Academic advisers relish work with student-athletes

By Victoria Cortinas

LOGOS STAFF WRITER

Student-athletes at the University of the Incarnate Word have two more advocates to help them stay on track toward graduation – athletics academic advisers Haley Ayres and Ashleigh Smith.

The transition to Division I last year brought in additional rules and regulations for student-athletes regarding academics.

“NCAA Division 1 regulations required for us to bring on an additional academic adviser with the purpose to improve and maintain our academic standing in the division,” Assistant Director of Athletics Angela Lawson said.

“Our job is to make sure that the new regulations are met per student-athlete,” said Ayres, who advises student-athletes participating in baseball, golf, swimming and diving, women’s basketball, softball, volleyball, and men’s soccer.

Ayres holds a bachelor’s degree in English from Washburn University in Topeka, Kan., and a master’s of education with a concentration in workforce development education from the University of Arkansas in Fayetteville. She began her academic advising career in Fayetteville working with the School of Arts and Sciences but had limited experience with student-athletes.

Nevertheless, Ayres said she didn’t hesitate at the opportunity to join UIW.

“I knew that I wanted to continue advising, because that’s what I really enjoy doing,” she said. The transition into athletic academic advising this year has been smooth, Ayres said. “I’ve found it to very collaborative, which has definitely made it easier.”

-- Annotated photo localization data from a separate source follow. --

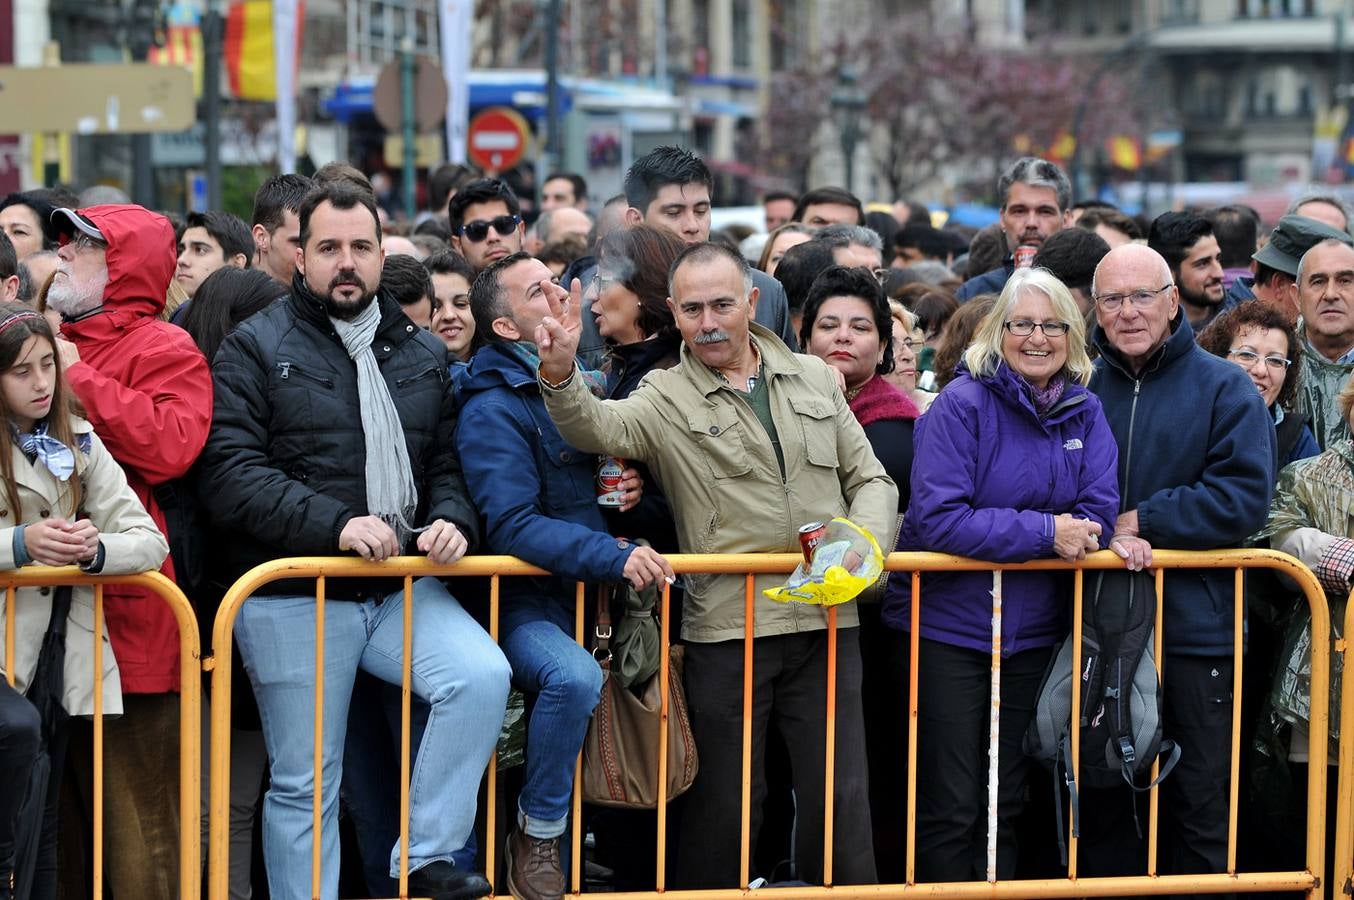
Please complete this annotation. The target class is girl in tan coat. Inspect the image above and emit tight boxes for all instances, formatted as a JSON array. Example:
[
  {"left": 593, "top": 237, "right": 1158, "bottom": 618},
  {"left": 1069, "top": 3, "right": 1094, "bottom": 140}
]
[{"left": 0, "top": 302, "right": 167, "bottom": 898}]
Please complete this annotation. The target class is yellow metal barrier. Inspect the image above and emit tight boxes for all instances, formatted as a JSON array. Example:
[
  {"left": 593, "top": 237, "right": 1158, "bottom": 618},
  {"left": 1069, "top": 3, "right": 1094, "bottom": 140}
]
[
  {"left": 207, "top": 548, "right": 1328, "bottom": 899},
  {"left": 1334, "top": 591, "right": 1354, "bottom": 896},
  {"left": 2, "top": 566, "right": 200, "bottom": 900}
]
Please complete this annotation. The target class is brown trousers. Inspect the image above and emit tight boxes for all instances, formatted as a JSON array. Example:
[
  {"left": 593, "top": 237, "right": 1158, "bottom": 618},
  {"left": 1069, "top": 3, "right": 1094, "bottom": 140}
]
[{"left": 59, "top": 692, "right": 180, "bottom": 900}]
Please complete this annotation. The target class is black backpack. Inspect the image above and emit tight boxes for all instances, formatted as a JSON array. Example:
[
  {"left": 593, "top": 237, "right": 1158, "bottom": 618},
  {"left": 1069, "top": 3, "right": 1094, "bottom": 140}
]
[{"left": 1024, "top": 568, "right": 1181, "bottom": 861}]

Smith, who was a solo act a few months before Ayers came, advises student-athletes participating in football, women’s soccer, tennis, cross country, track and field, and men’s basketball.

Smith, who played softball at the University of the Arkansas-Pine Bluff, holds a bachelor’s degree in mathematics from that institution and a master’s degree in education with an emphasis in higher education from Iowa State University in Ames.

Her background as a student-athlete helps her relate, Smith said.

“I too spent my years in college as a student-athlete so I remember all of those hardships really well,” said Smith. “My job now is to work with the student’s primary adviser to make sure that those obstacles don’t kick them off their track to graduation, and that they stay eligible to play.”

Each student-athlete has their primary adviser within their individual major that they still go to for their academic advising, the athletic advisers emphasized.

“We step in and work with their advisers to check on their ‘progress toward degree’ and make sure that they graduate within the five-year Division 1 requirement,” Smith said.

“We also make sure that if they are struggling, that they receive any additional assistance, whether it’s connecting them with a tutor, or going to their required ‘study hall,’” Ayres added. “One of our primary focuses is to keep them eligible to play. Really we’re just serving as a support system for each student, because they’ve got a lot on their plate.”

“They’ve got a lot of responsibilities to keep up with and we really want to make sure that they know we’re available for them to help them get through to the other side,” Smith said.

“You have to remember, they’re students first, so graduation is still the first priority,” Ayres said.